Тем временем студенты Стойчева явно соревновались, кто принесет учителю больше еды. Наконец они до краев наполнили его бокал, и профессор медленно поднялся на ноги. По всему дворику послышались призывы к тишине, после чего он произнес короткую речь, в которой кроме имен Кирилла и Мефодия я уловил и наши с Элен имена. Собравшиеся ответили громкими криками: «Стойчев!
Когда общество вернулось к столам и занялось разговорами, мы с Элен обнаружили, что нам достались почетные места рядом с профессором. Он улыбнулся, кивая нам:
— Как я рад, что вы сегодня с нами. Вы знаете, это мой любимый праздник. По церковному календарю мы празднуем дни многих святых, но этот день дорог всем, кто учится и учит, потому что посвящен славянскому алфавиту и литературе — наследию долгих веков, идущему от великого изобретения Кирилла и Мефодия. Кроме того, в этот день все мои любимые ученики и коллеги возвращаются ко мне, чтобы оторвать дряхлого профессора от работы. За что я им искренне благодарен.
Он с любовной улыбкой оглядел собравшихся и хлопнул соседа по плечу. У меня сжалось сердце при виде его ладони, тонкой и хрупкой, почти прозрачной.
Немного погодя ученики Стойчева начали расходиться: одни по направлению к столу, где разрезали жареного барашка, другие по двое, по трое уходили в сад. Как только они разошлись, Стойчев нетерпеливо повернулся к нам.
— Давайте поговорим, пока есть возможность. Племянница обещала задержать мистера Ранова, сколько сумеет. Я должен кое-что сказать вам, и у вас, насколько я понимаю, тоже есть что сказать.
— Несомненно. — Я подвинулся ближе к нему, и Элен повторила мое движение.
— Прежде всего, друзья мои, — заговорил Стойчев, — я внимательно перечитал письмо, которое вы мне вчера оставили. Вот ваша копия. — Он вынул из нагрудного кармана листок. — Возвращаю вам, храните хорошенько. Я много раз ее перечитывал и убежден, что оба письма написаны одним человеком: неким братом Кириллом. Разумеется, без оригинала невозможно сличить почерки, но если копия точна, стиль и композиция совпадают и даты, разумеется, тоже соответствуют. Думаю, можно не сомневаться, что оба письма составляют одну корреспонденцию, хотя можно только догадываться, каким образом они оказались у столь разных людей. По этому поводу у меня есть несколько соображений, но сперва я хотел бы услышать больше о ваших поисках. У меня сложилось впечатление, что вы прибыли в Болгарию не просто ради осмотра монастырей. Как вы обнаружили это письмо?

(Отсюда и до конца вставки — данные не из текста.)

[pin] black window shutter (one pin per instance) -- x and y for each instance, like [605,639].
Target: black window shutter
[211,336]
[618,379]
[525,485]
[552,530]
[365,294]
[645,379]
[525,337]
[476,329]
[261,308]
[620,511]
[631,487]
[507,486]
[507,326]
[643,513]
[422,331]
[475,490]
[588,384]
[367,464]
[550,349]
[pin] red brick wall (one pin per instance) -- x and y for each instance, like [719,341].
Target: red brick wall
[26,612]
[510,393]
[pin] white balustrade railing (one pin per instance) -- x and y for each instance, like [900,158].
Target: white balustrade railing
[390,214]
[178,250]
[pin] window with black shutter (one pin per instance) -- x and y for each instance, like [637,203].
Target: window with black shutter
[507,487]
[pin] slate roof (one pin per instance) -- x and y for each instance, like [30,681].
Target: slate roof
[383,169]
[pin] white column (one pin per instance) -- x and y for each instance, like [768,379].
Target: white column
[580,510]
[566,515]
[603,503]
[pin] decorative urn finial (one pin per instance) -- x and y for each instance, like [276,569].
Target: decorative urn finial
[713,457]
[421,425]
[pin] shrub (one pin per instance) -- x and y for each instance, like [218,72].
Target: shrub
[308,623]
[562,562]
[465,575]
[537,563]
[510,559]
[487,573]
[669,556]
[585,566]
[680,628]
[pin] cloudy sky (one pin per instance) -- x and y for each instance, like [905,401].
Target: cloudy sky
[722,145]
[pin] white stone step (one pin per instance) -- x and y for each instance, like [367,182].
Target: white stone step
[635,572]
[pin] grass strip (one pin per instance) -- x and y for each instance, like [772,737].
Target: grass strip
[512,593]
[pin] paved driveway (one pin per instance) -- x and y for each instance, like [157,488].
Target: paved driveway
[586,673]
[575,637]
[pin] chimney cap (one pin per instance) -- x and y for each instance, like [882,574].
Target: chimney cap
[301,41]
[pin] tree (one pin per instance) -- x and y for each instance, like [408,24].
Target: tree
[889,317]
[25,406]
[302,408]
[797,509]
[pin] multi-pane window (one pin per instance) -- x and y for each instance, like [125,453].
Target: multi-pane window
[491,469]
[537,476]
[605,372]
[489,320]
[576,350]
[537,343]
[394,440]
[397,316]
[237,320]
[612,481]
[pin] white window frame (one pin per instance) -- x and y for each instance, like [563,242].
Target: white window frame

Я ответил, что мне трудно изложить причины, которые заставили нас начать поиски, потому что они могут показаться несколько мистическими.
— Вы говорили, что читали работы Бартоломео Росси, отца Элен. Недавно он исчез при очень странных обстоятельствах.
Я, как мог коротко и четко, обрисовал для Стойчева находку Книги Дракона, исчезновение Росси, содержание его писем, карты, которые мы захватили с собой, и наши поиски и находки в Стамбуле и Будапеште, включая народную песню с напечатанной над ней гравюрой и странным словом «Ивиреану», найденную в будапештской библиотеке. Единственное, о чем я умолчал, была тайна Стражи Полумесяца. Кругом было столько народу, что я не рискнул доставать бумаги из портфеля, но карты и их сходство с силуэтом дракона в книге описал во всех подробностях. Профессор слушал очень внимательно, не скрывая интереса, с широко открытыми глазами под сдвинутыми к переносице бровями. Он перебил меня только один раз: настойчиво попросил как можно точнее описать Книги Дракона — и мою, и Росси, и Хью Джеймса. Я понимал, что знатоку рукописей и первых печатных изданий эти книги представляются особенно любопытными.